Buna göre; Anadolu’da kuru üzüm üretimi 1. Dünya Savaşı’ndan açıkça etkilendi; hatta piyasadan elini eteğini çekerek, meydanı Birleşik Amerika ve Avustralya’ya bıraktı. Gelinen süreçte bu ülkeler, çekirdeksiz kuru üzümde hem teknolojilerini, hem bilgi birikimlerini, hem üretim değerlerini, hem de ürün kalitelerini geliştirdi. Öyle ki Türk üzümü kalite olarak diğerlerine oranla daha üstünken ve daha çok ihraç edilirken 1. Dünya savaşı sonrası tersi istikamette bir gidiş oldu.
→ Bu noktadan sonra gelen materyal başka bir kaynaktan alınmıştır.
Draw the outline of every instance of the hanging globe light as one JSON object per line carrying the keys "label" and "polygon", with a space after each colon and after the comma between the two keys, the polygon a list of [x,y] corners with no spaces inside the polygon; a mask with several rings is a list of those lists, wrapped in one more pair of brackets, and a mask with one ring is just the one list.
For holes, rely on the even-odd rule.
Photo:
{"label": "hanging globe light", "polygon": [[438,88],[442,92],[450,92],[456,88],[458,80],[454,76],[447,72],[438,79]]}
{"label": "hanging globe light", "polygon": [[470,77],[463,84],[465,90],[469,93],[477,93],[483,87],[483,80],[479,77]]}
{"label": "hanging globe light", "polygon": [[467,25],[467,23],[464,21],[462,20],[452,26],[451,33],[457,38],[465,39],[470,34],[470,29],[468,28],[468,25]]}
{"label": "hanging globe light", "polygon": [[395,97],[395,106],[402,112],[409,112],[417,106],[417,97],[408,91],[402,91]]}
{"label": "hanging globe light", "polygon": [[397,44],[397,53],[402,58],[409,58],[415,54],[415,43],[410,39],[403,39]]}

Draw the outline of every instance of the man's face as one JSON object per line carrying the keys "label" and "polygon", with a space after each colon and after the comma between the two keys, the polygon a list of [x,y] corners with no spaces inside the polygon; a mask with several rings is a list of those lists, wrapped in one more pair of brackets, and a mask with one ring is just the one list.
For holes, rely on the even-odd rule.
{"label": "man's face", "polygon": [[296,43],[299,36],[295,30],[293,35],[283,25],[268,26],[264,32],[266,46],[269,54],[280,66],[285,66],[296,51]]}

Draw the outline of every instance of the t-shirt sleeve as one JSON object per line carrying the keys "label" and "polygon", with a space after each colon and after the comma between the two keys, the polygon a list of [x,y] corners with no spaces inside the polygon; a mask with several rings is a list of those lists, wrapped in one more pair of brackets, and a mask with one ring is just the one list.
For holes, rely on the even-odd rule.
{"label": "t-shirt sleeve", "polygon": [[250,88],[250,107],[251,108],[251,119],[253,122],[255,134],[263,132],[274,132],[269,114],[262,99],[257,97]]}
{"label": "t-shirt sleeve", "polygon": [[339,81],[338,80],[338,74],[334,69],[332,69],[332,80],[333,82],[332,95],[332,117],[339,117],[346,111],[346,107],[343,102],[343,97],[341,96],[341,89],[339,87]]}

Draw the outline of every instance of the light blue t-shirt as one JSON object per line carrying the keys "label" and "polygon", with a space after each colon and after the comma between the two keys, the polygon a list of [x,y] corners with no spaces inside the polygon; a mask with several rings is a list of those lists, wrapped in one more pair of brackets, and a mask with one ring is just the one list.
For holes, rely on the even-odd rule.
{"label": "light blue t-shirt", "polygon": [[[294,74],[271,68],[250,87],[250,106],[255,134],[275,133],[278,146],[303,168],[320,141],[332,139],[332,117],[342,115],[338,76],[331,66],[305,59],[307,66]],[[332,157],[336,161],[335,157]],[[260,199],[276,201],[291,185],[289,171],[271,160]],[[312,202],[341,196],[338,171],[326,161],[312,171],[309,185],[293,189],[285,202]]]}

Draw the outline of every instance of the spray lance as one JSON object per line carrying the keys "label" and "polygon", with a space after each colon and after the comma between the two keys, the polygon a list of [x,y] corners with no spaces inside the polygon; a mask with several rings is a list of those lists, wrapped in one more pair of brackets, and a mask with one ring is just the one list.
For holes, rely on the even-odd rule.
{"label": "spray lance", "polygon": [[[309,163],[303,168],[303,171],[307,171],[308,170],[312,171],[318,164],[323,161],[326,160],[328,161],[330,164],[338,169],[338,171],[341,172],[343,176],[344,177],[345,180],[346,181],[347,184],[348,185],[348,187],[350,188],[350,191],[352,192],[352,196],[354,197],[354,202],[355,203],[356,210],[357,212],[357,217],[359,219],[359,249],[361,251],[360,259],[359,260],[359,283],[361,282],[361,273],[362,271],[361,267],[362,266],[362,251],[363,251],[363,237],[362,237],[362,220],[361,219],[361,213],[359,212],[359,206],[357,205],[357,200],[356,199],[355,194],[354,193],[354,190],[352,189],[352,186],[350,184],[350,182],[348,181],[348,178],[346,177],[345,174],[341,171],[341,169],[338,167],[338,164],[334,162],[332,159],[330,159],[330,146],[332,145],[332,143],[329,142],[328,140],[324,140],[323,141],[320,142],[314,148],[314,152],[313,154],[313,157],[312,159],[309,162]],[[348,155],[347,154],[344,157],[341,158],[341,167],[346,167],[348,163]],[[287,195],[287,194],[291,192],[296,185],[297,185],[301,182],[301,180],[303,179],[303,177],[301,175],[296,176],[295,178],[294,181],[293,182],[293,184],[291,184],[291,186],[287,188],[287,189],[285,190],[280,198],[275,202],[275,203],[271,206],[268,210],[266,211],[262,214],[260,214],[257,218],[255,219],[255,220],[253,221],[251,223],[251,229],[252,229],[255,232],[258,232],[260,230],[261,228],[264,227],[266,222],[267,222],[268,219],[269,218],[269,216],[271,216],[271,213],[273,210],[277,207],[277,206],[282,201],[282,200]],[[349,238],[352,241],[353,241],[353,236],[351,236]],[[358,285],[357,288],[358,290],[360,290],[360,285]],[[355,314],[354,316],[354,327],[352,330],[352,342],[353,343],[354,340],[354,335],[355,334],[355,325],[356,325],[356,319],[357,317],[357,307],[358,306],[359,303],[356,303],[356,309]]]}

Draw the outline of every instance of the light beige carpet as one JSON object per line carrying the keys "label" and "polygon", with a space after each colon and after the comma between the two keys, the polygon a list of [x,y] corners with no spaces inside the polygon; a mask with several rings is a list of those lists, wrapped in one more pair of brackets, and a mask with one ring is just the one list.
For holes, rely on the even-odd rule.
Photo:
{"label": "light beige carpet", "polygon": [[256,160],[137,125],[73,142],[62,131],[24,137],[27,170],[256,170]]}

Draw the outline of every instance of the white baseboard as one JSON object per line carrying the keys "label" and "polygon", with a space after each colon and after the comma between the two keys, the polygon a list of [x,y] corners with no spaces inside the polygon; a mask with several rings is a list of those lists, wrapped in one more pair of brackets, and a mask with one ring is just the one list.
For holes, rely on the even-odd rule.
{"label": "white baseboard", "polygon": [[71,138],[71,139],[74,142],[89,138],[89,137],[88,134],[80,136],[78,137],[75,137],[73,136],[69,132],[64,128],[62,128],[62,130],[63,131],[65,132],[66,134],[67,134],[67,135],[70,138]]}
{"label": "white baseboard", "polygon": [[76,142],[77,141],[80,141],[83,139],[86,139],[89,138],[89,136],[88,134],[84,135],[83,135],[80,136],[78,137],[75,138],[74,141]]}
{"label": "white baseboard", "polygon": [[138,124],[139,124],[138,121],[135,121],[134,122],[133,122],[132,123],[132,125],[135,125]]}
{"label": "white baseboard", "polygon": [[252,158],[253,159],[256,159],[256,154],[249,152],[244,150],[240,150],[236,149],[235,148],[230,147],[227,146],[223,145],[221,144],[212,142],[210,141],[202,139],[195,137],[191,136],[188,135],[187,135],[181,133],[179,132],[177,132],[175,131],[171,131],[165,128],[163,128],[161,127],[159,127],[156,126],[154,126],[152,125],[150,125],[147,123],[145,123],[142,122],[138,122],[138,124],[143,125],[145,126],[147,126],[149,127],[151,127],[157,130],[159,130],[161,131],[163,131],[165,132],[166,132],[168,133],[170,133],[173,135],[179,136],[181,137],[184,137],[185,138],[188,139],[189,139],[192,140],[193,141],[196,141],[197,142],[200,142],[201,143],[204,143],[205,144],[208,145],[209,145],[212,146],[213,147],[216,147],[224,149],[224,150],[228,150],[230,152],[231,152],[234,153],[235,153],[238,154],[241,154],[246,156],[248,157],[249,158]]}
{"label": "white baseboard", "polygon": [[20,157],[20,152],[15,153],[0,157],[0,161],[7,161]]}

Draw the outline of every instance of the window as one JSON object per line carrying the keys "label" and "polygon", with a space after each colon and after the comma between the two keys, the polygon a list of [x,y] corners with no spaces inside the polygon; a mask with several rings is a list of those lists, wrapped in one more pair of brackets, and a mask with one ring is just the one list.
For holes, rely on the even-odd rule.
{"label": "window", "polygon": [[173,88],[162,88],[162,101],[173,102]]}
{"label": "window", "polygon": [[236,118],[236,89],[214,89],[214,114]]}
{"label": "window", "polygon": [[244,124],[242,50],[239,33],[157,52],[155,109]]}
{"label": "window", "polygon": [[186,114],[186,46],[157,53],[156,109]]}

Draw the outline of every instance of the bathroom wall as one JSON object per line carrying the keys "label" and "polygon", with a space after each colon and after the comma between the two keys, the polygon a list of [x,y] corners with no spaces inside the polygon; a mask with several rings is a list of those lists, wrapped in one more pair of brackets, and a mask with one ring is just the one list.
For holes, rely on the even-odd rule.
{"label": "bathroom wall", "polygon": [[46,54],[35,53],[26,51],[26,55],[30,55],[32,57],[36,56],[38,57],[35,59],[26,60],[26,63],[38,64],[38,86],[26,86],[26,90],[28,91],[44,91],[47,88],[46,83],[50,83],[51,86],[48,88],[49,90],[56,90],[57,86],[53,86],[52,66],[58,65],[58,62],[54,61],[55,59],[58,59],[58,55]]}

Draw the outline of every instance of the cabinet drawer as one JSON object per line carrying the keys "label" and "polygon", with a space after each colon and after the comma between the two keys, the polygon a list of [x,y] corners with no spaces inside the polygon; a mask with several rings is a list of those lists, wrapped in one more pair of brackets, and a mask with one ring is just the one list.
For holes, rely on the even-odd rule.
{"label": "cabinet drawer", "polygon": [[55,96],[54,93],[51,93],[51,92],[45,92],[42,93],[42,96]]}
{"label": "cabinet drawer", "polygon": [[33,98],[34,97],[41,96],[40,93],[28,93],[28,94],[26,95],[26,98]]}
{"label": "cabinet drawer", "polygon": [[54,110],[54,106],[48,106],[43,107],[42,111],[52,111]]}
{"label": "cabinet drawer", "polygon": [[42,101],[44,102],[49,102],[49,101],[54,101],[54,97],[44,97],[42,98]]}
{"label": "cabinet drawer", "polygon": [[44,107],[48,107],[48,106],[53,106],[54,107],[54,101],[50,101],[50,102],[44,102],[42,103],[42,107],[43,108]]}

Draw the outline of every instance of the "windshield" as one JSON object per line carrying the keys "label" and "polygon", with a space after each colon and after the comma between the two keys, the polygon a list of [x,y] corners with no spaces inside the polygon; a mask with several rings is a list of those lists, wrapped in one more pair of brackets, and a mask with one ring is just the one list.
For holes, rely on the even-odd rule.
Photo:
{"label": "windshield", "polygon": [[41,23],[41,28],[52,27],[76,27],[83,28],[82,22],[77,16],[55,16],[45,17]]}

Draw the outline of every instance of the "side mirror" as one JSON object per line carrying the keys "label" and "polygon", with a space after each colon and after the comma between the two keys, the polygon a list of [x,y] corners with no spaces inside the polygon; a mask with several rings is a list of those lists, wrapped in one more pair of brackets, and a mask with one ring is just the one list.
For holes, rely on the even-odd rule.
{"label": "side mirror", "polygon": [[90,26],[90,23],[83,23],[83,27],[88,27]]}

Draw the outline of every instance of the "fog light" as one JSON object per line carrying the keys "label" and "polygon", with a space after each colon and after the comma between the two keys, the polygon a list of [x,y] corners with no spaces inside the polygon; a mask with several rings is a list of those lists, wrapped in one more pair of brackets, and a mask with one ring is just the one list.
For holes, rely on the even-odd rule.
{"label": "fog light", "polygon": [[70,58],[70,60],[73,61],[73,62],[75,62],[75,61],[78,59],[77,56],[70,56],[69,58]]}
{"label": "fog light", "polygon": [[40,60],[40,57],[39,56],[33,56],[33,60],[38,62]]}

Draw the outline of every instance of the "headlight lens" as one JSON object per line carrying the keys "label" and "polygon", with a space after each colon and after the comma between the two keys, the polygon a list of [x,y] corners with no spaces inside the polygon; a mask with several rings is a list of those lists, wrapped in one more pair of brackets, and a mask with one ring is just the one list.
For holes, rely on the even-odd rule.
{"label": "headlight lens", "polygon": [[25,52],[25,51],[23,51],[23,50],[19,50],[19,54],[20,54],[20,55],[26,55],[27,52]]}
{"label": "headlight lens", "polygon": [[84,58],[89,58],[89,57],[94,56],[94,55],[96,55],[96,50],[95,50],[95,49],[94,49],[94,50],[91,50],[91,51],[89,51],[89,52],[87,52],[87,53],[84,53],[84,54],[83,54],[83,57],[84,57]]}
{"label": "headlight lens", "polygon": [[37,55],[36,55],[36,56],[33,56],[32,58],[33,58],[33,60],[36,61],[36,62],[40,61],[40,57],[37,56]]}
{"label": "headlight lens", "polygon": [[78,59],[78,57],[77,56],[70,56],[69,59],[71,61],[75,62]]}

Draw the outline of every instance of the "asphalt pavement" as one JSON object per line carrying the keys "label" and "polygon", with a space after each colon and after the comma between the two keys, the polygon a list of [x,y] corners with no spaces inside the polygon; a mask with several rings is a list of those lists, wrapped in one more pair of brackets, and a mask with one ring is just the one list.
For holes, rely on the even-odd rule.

Anadolu işgal altına uğramışken İzmir gibi üzümün can damarı memleket yaklaşık üç yıl boyunca Yunan işgalinde kalmışken, gelişme mümkün olamayacaktı. Türkiye’de, Cumhuriyet kurulduktan sonraki dönemlerde üzüm meyvesinde gelişme kayda değerdi. Buhran yıllarına gelindiğinde de varolan sıkıntılar büyüdü.

İktisat Vekaleti Raporu’nun verdiği bilgide buhran yıllarında; Amerikan ihracatının Türk ihracatının önüne geçtiği yönündeydi.

Fakat İzmir Tecim ve Endüstri Odası’nın 1936 tarihli raporu; her ne kadar dünya kuru üzüm üretiminde, birinci sırada yer alan Kaliforniya, üretimde buhran yılları boyunca başı çekse bile; dünyanın en büyük üzüm üreticisi olsa bile Türkiye’nin ihraç işinde dünyada genellikle birinci sırayı kimseye bırakmadığının196 altını çizmekteydi. Yine İktisat Vekaleti’nin raporunda belirtilen hususta, Amerikan rekolte ve dış ticaret istatistiklerinde, Amerikan çekirdeksiz kuru üzümüyle razakı cinsinin ayırt edilmeden yansıtıldıkları da belirtilmekteydi197.

Bu durumda; dünyada çekirdeksiz kuru üzüm üretiminin dünyada en çok Amerika’da yapıldığı kesindi. Ayrıca I. Dünya Savaşı’ndan önce Türk üzüm ihracatının açık farkla dünyada lider olduğu kesindi. Her ne kadar o yıllarda Kaliforniya rekoltesi yine Türk üzüm rekoltesinden yüksek olsa bile, Amerika’da üzüm daha çok iç piyasada tüketilmekteydi. I. Dünya Savaşı’nın meydana gelmesi ve onun en büyük getirisi 1929 Krizi’nin baş göstermesiyle İzmir’de çekirdeksiz kuru üzüm, eski günlerini arar oldu. İhracatta, rekoltede, hatta fiyatlardaki düşüklüklerin temel sebebi, bu noktada baş göstermekteydi. Fakat 1933 yılından sonra Türk üzümleri dünya ihracatında yavaş yavaş birinci sıraya oturdu. Çünkü ABD, buhran dolayısıyla az üretim yaptı. Ürettiğinin bir çoğunu da sofralık olarak iç piyasada tüketti. Ayrıca Türkiye devleti üzüm piyasasında bir çok önlem aldı.